Thank you for your recollections. I also recall an evening where I encountered him after he had been ministering to an AIDS patient who was in the final throes of the disease. He was truly angry at what the suffering the disease had caused him. He spoke to me with a self-righteous indignation at the injustice of this world that I, a young man less than half his age, could not have mustered if my life had depended upon it.

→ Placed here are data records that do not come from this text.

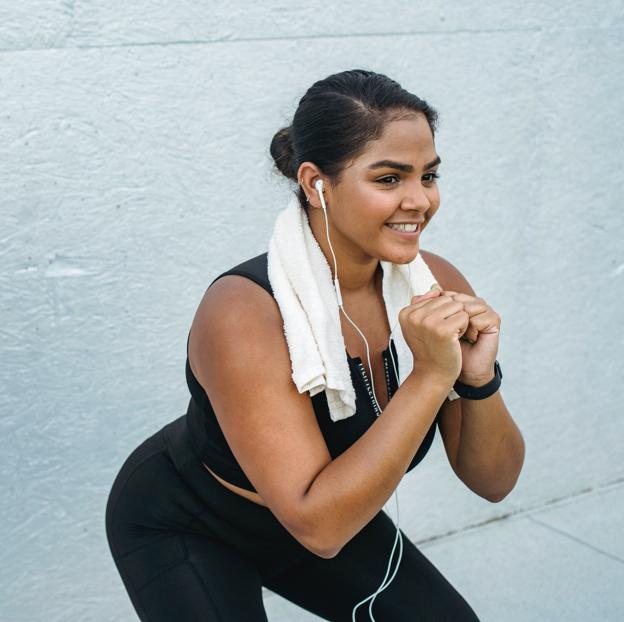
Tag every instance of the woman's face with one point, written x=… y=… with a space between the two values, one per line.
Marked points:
x=393 y=180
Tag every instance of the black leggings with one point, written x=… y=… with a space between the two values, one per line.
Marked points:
x=189 y=549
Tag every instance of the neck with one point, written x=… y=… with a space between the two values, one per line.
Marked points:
x=359 y=275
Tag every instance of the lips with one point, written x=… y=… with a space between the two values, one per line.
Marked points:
x=406 y=234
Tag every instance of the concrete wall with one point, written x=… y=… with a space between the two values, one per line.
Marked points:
x=134 y=168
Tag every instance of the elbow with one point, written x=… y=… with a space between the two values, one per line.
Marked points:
x=315 y=537
x=318 y=543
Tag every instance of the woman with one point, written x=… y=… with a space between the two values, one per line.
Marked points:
x=255 y=486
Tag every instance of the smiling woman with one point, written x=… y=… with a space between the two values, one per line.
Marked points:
x=257 y=485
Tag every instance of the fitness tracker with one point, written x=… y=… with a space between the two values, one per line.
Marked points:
x=480 y=393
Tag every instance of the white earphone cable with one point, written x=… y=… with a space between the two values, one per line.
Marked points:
x=319 y=187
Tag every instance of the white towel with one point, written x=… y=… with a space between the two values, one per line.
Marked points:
x=302 y=284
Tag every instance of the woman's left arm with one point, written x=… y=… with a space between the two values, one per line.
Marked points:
x=489 y=451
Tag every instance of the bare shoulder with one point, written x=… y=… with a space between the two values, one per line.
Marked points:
x=240 y=356
x=446 y=274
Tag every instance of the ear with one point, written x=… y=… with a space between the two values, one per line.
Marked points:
x=307 y=175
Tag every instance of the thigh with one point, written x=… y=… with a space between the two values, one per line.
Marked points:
x=331 y=588
x=171 y=568
x=191 y=578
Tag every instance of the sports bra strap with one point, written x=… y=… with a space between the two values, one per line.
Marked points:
x=254 y=269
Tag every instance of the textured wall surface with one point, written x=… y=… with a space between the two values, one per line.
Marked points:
x=134 y=168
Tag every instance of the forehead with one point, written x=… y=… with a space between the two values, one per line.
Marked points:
x=407 y=140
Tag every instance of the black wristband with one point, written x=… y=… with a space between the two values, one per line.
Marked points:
x=480 y=393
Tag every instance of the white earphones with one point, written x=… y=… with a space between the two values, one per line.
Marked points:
x=319 y=188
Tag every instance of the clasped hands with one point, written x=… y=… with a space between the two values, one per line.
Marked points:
x=479 y=343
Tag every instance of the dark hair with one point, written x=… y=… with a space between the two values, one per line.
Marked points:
x=338 y=117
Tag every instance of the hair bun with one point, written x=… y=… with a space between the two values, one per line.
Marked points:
x=283 y=153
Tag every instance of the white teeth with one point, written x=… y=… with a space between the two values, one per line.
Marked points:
x=406 y=228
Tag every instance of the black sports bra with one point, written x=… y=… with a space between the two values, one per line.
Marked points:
x=209 y=443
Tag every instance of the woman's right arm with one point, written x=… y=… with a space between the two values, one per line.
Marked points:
x=241 y=359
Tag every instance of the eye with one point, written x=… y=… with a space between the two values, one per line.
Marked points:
x=381 y=180
x=434 y=176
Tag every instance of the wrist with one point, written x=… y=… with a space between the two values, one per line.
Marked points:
x=475 y=381
x=473 y=390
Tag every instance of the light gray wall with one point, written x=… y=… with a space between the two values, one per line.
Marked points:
x=134 y=168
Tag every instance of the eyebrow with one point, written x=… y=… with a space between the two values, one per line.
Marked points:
x=406 y=168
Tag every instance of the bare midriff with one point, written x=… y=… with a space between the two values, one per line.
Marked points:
x=248 y=494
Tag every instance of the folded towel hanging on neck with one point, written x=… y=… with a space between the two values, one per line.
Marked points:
x=302 y=285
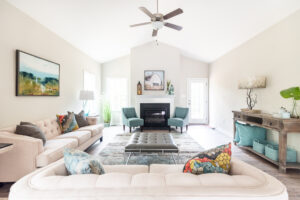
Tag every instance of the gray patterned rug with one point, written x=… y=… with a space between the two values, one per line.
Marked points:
x=113 y=152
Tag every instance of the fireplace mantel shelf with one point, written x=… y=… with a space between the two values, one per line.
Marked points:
x=156 y=96
x=139 y=99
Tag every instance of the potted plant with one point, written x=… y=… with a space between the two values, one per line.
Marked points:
x=106 y=114
x=293 y=93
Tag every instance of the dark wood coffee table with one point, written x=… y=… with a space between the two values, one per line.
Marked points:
x=151 y=143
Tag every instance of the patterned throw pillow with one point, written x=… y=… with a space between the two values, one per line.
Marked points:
x=67 y=123
x=79 y=162
x=216 y=160
x=81 y=119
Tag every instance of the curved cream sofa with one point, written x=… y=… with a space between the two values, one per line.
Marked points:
x=157 y=182
x=28 y=153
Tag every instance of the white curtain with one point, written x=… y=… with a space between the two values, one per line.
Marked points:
x=90 y=84
x=117 y=96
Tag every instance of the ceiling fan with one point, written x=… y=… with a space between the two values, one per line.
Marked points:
x=158 y=19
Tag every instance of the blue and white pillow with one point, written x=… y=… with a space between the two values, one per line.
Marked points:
x=79 y=162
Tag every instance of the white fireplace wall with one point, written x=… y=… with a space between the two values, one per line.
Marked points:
x=178 y=68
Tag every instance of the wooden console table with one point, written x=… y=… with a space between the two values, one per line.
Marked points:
x=282 y=126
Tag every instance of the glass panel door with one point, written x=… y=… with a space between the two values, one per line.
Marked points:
x=197 y=100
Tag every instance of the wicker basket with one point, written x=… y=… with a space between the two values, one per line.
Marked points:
x=259 y=145
x=271 y=151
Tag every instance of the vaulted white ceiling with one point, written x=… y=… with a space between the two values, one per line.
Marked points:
x=211 y=28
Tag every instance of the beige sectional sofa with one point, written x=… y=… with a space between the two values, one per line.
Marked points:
x=156 y=182
x=29 y=153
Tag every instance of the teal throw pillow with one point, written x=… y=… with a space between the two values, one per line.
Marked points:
x=79 y=162
x=247 y=134
x=237 y=136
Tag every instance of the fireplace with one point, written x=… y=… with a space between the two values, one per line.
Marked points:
x=155 y=114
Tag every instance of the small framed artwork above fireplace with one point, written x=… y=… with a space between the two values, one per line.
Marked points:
x=154 y=80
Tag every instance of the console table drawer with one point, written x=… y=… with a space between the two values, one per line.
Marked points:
x=271 y=123
x=238 y=116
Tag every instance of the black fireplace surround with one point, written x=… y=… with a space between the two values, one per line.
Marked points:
x=155 y=114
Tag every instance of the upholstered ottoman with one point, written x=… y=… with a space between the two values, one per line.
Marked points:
x=151 y=143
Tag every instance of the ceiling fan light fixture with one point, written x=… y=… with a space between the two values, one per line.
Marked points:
x=157 y=25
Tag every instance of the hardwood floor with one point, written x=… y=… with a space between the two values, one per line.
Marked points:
x=209 y=138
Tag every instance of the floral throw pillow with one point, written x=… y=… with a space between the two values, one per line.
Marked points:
x=79 y=162
x=216 y=160
x=67 y=123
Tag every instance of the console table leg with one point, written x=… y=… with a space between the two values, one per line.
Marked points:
x=174 y=159
x=234 y=131
x=128 y=157
x=282 y=151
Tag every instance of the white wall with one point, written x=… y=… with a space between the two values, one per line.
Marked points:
x=149 y=56
x=274 y=53
x=117 y=68
x=19 y=31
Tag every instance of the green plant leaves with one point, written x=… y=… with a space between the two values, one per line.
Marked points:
x=293 y=92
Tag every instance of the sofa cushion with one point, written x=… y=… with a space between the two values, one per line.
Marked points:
x=81 y=136
x=81 y=119
x=31 y=130
x=67 y=123
x=216 y=160
x=53 y=150
x=79 y=162
x=49 y=127
x=94 y=129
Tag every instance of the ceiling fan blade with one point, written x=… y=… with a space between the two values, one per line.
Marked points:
x=147 y=12
x=173 y=13
x=173 y=26
x=140 y=24
x=154 y=33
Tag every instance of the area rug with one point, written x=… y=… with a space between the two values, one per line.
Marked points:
x=113 y=152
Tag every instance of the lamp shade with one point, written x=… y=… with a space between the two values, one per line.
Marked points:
x=253 y=82
x=86 y=95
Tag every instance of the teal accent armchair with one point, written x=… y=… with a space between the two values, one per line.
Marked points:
x=131 y=119
x=180 y=118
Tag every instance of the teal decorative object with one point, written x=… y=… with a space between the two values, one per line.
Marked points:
x=180 y=118
x=259 y=145
x=271 y=151
x=79 y=162
x=293 y=93
x=170 y=88
x=248 y=134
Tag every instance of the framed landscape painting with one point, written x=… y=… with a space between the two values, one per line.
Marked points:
x=154 y=80
x=36 y=76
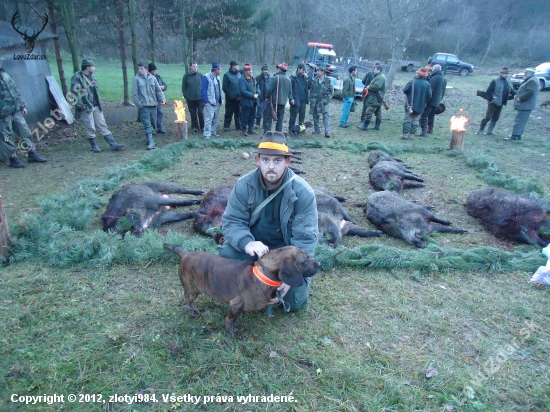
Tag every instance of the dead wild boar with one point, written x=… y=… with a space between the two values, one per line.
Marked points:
x=510 y=216
x=334 y=221
x=147 y=205
x=390 y=175
x=377 y=156
x=397 y=217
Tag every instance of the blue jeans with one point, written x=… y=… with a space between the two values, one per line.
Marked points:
x=345 y=111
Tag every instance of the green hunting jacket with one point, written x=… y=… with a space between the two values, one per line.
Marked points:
x=378 y=84
x=528 y=92
x=285 y=89
x=320 y=93
x=11 y=100
x=348 y=88
x=191 y=86
x=83 y=88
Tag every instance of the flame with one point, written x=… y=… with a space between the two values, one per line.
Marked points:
x=179 y=109
x=458 y=123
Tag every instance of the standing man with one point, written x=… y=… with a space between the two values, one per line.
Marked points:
x=321 y=92
x=366 y=81
x=212 y=97
x=147 y=94
x=88 y=106
x=498 y=93
x=271 y=207
x=262 y=80
x=418 y=91
x=279 y=93
x=525 y=101
x=300 y=93
x=249 y=94
x=191 y=90
x=438 y=83
x=348 y=95
x=153 y=70
x=375 y=98
x=230 y=87
x=12 y=121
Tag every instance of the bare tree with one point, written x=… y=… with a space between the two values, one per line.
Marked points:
x=119 y=8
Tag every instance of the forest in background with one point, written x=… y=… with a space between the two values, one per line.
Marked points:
x=261 y=31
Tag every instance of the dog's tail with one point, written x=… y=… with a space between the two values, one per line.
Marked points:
x=175 y=248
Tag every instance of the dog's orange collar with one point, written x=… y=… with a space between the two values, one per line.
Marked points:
x=256 y=270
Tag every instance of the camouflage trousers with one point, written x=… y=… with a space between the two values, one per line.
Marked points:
x=93 y=120
x=314 y=109
x=14 y=129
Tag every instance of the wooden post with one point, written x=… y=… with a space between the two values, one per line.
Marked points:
x=5 y=240
x=457 y=140
x=181 y=130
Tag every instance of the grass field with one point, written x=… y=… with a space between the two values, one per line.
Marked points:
x=368 y=336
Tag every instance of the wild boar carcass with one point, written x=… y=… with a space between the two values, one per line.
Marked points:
x=334 y=222
x=147 y=205
x=390 y=175
x=400 y=218
x=510 y=216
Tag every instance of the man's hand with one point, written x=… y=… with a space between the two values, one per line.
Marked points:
x=283 y=289
x=256 y=248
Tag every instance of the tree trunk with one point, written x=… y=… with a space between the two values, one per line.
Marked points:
x=58 y=58
x=132 y=20
x=152 y=29
x=66 y=10
x=122 y=47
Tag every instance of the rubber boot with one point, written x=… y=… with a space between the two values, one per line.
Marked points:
x=406 y=131
x=95 y=147
x=424 y=132
x=364 y=126
x=111 y=140
x=150 y=142
x=34 y=158
x=14 y=162
x=491 y=127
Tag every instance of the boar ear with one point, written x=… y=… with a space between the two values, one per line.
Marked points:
x=289 y=273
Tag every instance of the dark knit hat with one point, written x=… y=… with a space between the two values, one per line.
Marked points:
x=283 y=66
x=274 y=143
x=87 y=62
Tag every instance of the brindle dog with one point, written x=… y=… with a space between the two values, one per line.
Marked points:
x=235 y=283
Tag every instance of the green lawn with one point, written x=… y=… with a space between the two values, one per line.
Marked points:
x=368 y=336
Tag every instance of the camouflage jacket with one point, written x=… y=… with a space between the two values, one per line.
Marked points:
x=320 y=94
x=82 y=87
x=11 y=100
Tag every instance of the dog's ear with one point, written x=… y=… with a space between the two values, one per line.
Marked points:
x=289 y=273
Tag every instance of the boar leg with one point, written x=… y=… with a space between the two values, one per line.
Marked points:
x=440 y=228
x=171 y=188
x=169 y=217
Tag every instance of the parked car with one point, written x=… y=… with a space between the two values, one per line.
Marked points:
x=542 y=72
x=451 y=63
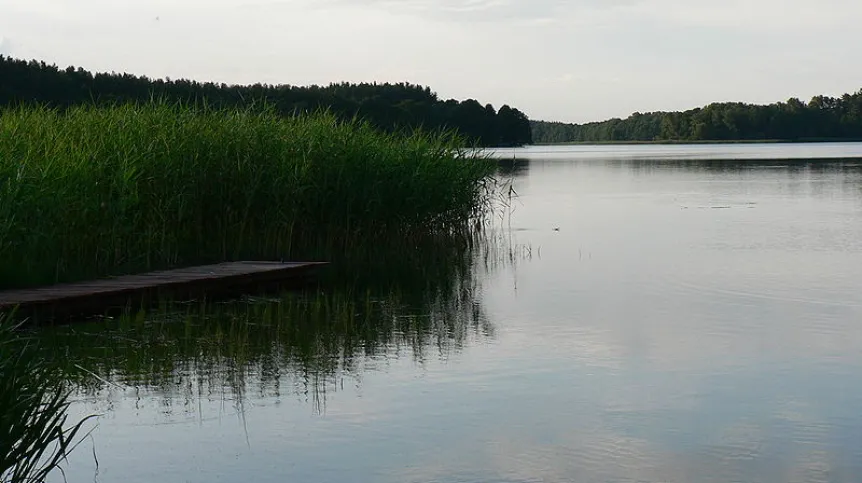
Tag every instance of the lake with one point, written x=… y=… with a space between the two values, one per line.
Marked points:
x=638 y=314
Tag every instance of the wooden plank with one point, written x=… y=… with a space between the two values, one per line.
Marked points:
x=103 y=292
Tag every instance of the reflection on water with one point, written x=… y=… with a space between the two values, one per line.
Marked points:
x=634 y=320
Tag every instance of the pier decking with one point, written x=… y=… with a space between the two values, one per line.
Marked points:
x=95 y=295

Unquestionably, that indignation informed much of who he was, as though he had to try to heal the world single-handedly through warmth and generosity. A wonderful response to be sure, but one that I suspect caused him both physical and emotional torment over the years.

4narnia said...

Fr. Thaddeus is in my prayers, Fr. C! (and so are you!) it seems that you have lost a few people close to you in a short time. i hope you're ok. it's not easy. i can relate to your loses in a way because i've lost many who have been key peole in my life who have inspired me on my journey. many of these people were Friars and Sisters of the Atonement. it seems that all i mostly go there for is a funeral. there are close to 40 that i knew (maybe more) who are buried up there at Graymoor who have been instrumental in one way or another in my life. it's the opposite (thanks be to God) with your Order of Capuchins-there are about 40 or so of you who have been or are now instrumental, inspiring and a good example on my life journey and you're all alive and well. for this, i'm grateful. it's also encouraging and very uplifting to attend special Masses of Professions and Ordinations either at Graymoor or Sacred Heart. PEACE! ~tara t~

Anonymous said...

Thaddeus was also one of the first friars I lived with (I was an affiliate at Holy Cross in 2003-4). I cherish the funny times (finding him muttering prayers in Latin in front of the new coffee dispenser) and the lessons learned after he died (he never denied someone money, and therefore ran up a credit card bill of more than $20 thousand, but took out insurance on it when he got the terminal diagnosis). I was also at his funeral. Thanks for your reflections, they have been spiritually edifying to me.

Brother Charles said...

@Anonymous: I was a the funeral too. I was sure that there were other former affiliates there.